In a report discussing the Cyprus situation published early on Thursday, Credit Suisse's European Economics Team said "we expect real GDP to decline by more than 20% in the next couple of years, rendering many assumptions of the bail-out obsolete. Cypriot unemployment is likely to rise above 20%."
If the economy in Cyprus tanks to that extent, the assumptions underlying the recapitalization of its banks will be in doubt. The country's banking sector may need another large cash infusion down the line.
If Cyprus had its own currency, the country at least could take measures similar to some of the ones taken by the Federal Reserve in the U.S., on a much smaller scale, to limit economic damage.
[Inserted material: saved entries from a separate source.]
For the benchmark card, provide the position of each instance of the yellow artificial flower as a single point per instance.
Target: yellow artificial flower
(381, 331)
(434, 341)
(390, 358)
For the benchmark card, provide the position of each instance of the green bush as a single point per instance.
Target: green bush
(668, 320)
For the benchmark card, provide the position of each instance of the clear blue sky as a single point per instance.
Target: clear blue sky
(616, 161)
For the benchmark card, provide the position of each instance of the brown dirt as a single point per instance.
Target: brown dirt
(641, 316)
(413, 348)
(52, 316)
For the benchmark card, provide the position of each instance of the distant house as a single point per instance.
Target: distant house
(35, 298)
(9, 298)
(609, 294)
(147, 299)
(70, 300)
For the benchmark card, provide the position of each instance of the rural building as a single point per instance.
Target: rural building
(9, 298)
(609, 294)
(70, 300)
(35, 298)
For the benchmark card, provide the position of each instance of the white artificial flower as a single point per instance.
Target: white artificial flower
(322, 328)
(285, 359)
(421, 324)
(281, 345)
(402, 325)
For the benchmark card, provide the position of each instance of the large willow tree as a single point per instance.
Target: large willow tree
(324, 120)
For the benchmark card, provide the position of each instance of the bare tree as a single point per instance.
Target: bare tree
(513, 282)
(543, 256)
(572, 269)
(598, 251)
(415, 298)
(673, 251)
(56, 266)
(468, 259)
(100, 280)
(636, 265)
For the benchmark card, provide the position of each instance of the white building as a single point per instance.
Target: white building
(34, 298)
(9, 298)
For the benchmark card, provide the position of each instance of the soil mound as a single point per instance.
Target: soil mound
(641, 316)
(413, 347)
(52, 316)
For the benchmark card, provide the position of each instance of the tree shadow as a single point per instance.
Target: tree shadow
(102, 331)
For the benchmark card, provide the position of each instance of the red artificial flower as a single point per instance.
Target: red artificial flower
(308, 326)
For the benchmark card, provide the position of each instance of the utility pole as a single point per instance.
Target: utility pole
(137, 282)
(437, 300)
After securing the European bailout and the "bail-in" by the large depositors, Cyprus reopened its banks on Thursday, with a limit on withdrawals to 300 euro per day, while allowing people leaving the country only to take up to 3,000 euro in cash, in any currency. The government of Cyprus also announced that "Businesses will be able to carry out transactions up to 5.000 per day, per account and pay staff salaries. Payments and or transfers outside the Republic, via debit and or credit and or prepaid cards are permitted up to 5.000 per month, per person in each credit institution."Those are very strict capital controls, and will no doubt severely curtail economic activity in Cyprus. Just imagine how difficult it will be for some businesses to operate, when they can only make transactions of up to 5,000 euro per day.